All GPCRs are proteins crossing the outer membrane of a cell seven times. Most have specifically shaped binding pockets, allowing only certain molecules to bind. GPCRs tell the inside of a cell that a signal unable to cross the membrane is present outside the cell. The binding of a molecule to the GPCR causes specific shape changes in the receptor, enabling the GPCR to catalyse the swapping of a GTP molecule for a GDP. This activates the G protein, which splits into two parts; both of which trigger functions within the cell.

Two decades later it is difficult to believe that receptors were ever controversial. They are ubiquitous in biology: allowing us to sense the world around us, use hormones to control our bodily functions, and are targets for countless drugs. GPCRs’ beauty lies in both their simplicity and complexity. The concept – detect a signal, change shape, activate a G protein – is incredibly simple.
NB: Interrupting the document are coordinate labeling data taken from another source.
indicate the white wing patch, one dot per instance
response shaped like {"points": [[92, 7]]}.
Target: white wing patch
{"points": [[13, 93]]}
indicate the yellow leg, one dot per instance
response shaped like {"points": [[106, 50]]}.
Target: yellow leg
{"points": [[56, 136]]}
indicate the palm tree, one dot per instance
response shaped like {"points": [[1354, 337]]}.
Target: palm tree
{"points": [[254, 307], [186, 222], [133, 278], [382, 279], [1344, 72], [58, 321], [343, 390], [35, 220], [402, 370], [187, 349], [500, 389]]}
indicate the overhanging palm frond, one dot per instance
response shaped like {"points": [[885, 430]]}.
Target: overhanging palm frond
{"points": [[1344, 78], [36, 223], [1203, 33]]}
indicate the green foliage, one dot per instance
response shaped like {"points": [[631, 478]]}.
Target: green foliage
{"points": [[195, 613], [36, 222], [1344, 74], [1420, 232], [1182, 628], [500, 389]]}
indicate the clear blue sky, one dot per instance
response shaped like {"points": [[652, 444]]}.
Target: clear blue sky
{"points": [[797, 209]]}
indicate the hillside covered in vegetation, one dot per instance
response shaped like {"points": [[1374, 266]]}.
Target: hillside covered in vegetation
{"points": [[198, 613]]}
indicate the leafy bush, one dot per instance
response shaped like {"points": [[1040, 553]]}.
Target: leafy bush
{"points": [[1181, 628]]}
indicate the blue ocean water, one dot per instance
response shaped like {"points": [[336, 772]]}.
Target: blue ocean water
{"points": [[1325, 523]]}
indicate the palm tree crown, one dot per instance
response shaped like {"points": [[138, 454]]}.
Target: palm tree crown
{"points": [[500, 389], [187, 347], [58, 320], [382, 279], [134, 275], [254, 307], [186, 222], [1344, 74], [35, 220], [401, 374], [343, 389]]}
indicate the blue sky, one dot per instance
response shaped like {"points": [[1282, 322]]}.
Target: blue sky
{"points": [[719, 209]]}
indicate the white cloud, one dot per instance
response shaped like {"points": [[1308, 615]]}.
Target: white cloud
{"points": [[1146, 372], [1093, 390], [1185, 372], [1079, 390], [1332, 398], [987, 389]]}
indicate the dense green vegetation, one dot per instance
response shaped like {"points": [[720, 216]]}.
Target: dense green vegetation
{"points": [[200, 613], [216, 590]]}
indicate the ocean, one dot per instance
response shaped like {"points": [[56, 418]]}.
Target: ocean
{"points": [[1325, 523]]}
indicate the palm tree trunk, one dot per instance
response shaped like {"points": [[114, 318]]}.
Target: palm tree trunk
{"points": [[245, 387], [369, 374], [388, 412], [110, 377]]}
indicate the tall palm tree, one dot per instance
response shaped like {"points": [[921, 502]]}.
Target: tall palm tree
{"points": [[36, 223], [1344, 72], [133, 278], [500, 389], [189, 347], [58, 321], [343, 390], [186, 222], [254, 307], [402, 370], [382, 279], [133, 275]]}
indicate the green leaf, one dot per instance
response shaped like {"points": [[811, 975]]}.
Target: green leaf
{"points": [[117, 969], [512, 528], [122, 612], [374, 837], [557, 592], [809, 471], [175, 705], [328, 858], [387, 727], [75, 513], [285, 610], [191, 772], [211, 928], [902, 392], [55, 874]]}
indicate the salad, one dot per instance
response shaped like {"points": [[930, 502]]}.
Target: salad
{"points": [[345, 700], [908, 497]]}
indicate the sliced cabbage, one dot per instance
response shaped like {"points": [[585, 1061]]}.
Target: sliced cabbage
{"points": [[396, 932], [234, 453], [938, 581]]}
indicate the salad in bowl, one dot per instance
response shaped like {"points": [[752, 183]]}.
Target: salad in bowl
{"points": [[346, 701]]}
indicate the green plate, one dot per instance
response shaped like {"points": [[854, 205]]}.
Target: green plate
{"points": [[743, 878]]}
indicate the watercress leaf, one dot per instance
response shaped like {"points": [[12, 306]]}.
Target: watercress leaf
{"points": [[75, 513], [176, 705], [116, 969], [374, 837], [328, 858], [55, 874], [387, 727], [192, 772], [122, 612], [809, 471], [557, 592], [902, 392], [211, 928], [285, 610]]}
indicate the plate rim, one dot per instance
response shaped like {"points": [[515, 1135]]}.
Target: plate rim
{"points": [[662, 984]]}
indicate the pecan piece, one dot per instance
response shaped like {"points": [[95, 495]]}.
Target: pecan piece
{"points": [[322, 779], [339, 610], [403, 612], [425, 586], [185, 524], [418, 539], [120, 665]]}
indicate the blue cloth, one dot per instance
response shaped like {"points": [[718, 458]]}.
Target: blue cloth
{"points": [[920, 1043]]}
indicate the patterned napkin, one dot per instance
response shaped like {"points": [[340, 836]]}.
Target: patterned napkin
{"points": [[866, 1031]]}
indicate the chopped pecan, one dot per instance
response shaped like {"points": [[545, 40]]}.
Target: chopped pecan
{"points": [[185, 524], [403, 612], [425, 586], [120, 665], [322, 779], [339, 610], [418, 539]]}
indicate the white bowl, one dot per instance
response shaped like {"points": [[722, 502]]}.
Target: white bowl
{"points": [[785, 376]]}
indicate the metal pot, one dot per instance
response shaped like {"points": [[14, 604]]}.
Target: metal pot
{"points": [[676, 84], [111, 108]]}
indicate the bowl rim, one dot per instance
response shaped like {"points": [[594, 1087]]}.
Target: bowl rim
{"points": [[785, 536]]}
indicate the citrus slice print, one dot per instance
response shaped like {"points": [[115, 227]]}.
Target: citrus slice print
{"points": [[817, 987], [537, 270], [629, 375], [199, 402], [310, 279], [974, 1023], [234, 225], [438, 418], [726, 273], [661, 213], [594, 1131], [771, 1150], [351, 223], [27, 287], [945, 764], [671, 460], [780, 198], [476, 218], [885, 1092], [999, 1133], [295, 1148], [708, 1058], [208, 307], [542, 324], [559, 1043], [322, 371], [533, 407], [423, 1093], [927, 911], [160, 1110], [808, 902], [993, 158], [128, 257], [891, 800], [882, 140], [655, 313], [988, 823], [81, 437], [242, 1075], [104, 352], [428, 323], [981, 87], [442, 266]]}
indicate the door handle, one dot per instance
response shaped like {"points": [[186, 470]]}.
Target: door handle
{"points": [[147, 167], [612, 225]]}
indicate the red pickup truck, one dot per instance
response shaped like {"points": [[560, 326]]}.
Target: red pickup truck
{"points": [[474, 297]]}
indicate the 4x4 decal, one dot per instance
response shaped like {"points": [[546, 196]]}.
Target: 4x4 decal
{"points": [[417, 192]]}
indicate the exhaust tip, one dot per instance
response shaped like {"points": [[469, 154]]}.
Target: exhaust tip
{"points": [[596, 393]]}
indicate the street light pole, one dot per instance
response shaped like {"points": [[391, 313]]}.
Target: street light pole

Yet the structural changes taking place are so complex we still don’t fully understand them. Small variations in the detection step allow this super family to orchestrate our vision, and senses of smell and taste.

Last year Brian Kobilka and Robert Lefkowitz won the Nobel Prize in Chemistry for their work on GPCRs, signalling the end of one chapter of our story - the discovery of these versatile receptors. However the next promises to be both fascinating and revolutionary. There are almost 1000 GPCR varieties in our bodies, including many ‘orphan receptors’ of unknown function. The race is already on to discover their roles and to produce drugs to specifically activate or block certain receptors with known roles in disease.

Having begun our story in Cambridge we have come full circle. Much of the current research into GPCRs is taking place right here right now. We have seen how Langley’s concept gradually gained support through years of often apparently unrelated research, and how this led to the discovery of the GPCR superfamily which holds so much promise. The end of the story? I’m afraid you’ll have to wait for that, the age of receptors is only just beginning.

Toby McMaster is a 2nd year biological natural sciences student at Jesus College.